Rolling Regression

Author: Thomas Wiecki

  • Pairs trading is a famous technique in algorithmic trading that plays two stocks against each other.
  • For this to work, stocks must be correlated (cointegrated).
  • One common example is the price of gold (GLD) and the price of gold mining operations (GFI).

In [1]:
%matplotlib inline
import pandas as pd
import numpy as np
import pymc3 as pm
import matplotlib.pyplot as plt

Lets load the prices of GFI and GLD.


In [14]:
# from pandas_datareader import data
# prices = data.GoogleDailyReader(symbols=['GLD', 'GFI'], end='2014-8-1').read().loc['Open', :, :]

prices = pd.read_csv(pm.get_data('stock_prices.csv'))
prices['Date'] = pd.DatetimeIndex(prices['Date'])
prices = prices.set_index('Date')
prices.head()


Out[14]:
GFI GLD
Date
2010-01-04 13.55 109.82
2010-01-05 13.51 109.88
2010-01-06 13.70 110.71
2010-01-07 13.63 111.07
2010-01-08 13.72 111.52

In [15]:
finite_idx = (np.isfinite(prices.GLD.values)) & (np.isfinite(prices.GFI.values))
prices = prices.iloc[finite_idx]

Plotting the prices over time suggests a strong correlation. However, the correlation seems to change over time.


In [16]:
fig = plt.figure(figsize=(9, 6))
ax = fig.add_subplot(111, xlabel='Price GFI in \$', ylabel='Price GLD in \$')
colors = np.linspace(0.1, 1, len(prices))
mymap = plt.get_cmap("winter")
sc = ax.scatter(prices.GFI, prices.GLD, c=colors, cmap=mymap, lw=0)
cb = plt.colorbar(sc)
cb.ax.set_yticklabels([str(p.date()) for p in prices[::len(prices)//10].index]);


A naive approach would be to estimate a linear model and ignore the time domain.


In [5]:
with pm.Model() as model_reg:
    pm.glm.GLM.from_formula('GLD ~ GFI', prices)
    trace_reg = pm.sample(2000)


Auto-assigning NUTS sampler...
Initializing NUTS using ADVI...
Average Loss = 10,562:   7%|▋         | 14229/200000 [00:01<00:14, 13231.35it/s]   
Convergence archived at 15300
Interrupted at 15,300 [7%]: Average Loss = 3.0575e+06
100%|██████████| 2500/2500 [00:04<00:00, 501.23it/s]
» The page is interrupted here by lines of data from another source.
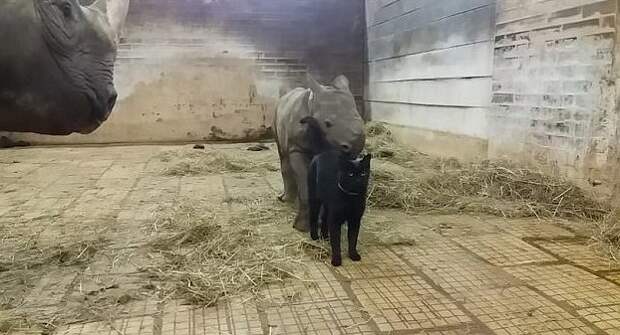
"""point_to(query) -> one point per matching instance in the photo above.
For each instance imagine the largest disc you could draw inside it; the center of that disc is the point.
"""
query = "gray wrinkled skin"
(334, 107)
(56, 66)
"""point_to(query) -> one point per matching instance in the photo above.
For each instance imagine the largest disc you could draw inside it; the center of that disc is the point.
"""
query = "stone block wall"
(554, 86)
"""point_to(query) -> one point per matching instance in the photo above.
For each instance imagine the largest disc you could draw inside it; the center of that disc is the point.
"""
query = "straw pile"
(210, 258)
(414, 182)
(209, 162)
(607, 235)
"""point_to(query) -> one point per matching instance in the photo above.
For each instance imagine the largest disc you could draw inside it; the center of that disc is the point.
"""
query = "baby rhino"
(338, 184)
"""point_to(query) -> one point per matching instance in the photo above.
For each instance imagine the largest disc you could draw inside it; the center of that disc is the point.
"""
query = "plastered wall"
(198, 70)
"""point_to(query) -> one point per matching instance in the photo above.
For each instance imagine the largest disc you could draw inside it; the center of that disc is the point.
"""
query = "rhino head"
(82, 41)
(335, 110)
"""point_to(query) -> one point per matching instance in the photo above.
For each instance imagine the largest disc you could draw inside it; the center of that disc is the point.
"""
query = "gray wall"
(196, 70)
(430, 69)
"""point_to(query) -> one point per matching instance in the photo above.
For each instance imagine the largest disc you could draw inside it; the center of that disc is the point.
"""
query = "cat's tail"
(317, 134)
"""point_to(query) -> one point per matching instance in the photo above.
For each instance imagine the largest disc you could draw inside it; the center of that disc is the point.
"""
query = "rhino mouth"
(99, 113)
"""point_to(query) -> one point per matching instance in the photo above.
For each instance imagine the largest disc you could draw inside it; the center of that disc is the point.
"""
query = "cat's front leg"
(353, 234)
(334, 224)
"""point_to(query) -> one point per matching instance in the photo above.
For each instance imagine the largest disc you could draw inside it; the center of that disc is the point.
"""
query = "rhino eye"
(65, 7)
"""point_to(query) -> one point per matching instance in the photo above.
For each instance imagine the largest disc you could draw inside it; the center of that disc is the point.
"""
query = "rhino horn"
(314, 85)
(341, 82)
(116, 12)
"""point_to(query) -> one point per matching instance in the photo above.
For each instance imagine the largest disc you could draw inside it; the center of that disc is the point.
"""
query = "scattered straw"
(195, 162)
(607, 235)
(210, 258)
(419, 183)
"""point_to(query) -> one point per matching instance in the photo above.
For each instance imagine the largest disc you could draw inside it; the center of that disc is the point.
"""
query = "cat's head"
(354, 174)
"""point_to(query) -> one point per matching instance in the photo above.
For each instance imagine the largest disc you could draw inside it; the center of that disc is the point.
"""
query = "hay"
(209, 162)
(418, 183)
(607, 235)
(209, 258)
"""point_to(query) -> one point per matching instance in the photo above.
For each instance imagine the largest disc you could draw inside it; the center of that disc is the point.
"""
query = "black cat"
(337, 184)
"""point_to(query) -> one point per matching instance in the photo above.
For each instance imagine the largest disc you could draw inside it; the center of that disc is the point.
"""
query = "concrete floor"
(464, 274)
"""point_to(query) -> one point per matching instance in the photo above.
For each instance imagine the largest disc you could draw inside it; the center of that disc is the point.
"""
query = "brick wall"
(553, 85)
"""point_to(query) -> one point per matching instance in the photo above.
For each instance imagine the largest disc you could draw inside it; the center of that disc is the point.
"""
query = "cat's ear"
(366, 161)
(345, 164)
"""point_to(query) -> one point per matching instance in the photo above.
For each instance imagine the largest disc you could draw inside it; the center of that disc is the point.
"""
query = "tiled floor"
(461, 275)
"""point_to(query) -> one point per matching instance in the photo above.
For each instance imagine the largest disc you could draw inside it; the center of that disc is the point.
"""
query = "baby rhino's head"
(353, 175)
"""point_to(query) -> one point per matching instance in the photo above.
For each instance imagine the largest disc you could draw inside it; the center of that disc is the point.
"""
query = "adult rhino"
(56, 64)
(334, 108)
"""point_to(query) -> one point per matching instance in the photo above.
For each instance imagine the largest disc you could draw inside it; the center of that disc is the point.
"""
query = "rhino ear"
(116, 13)
(341, 82)
(314, 85)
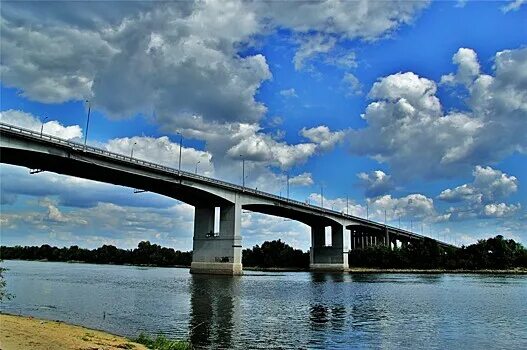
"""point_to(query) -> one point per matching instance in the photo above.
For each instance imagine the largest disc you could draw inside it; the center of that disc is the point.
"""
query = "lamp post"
(180, 148)
(132, 152)
(287, 185)
(87, 122)
(42, 126)
(243, 171)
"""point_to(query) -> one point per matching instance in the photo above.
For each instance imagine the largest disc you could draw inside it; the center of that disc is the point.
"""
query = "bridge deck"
(7, 129)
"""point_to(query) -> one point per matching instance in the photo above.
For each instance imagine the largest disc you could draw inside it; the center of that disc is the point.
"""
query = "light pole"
(42, 127)
(287, 175)
(243, 171)
(87, 122)
(132, 152)
(180, 147)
The posterior predictive plot shows how bad the fit is.


In [6]:
fig = plt.figure(figsize=(9, 6))
ax = fig.add_subplot(111, xlabel='Price GFI in \$', ylabel='Price GLD in \$', 
            title='Posterior predictive regression lines')
sc = ax.scatter(prices.GFI, prices.GLD, c=colors, cmap=mymap, lw=0)
pm.plot_posterior_predictive_glm(trace_reg[100:], samples=100, 
                              label='posterior predictive regression lines',
                              lm=lambda x, sample: sample['Intercept'] + sample['GFI'] * x,
                              eval=np.linspace(prices.GFI.min(), prices.GFI.max(), 100))
cb = plt.colorbar(sc)
cb.ax.set_yticklabels([str(p.date()) for p in prices[::len(prices)//10].index]);
ax.legend(loc=0);


Rolling regression

Next, we will build an improved model that will allow for changes in the regression coefficients over time. Specifically, we will assume that intercept and slope follow a random-walk through time. That idea is similar to the stochastic volatility model.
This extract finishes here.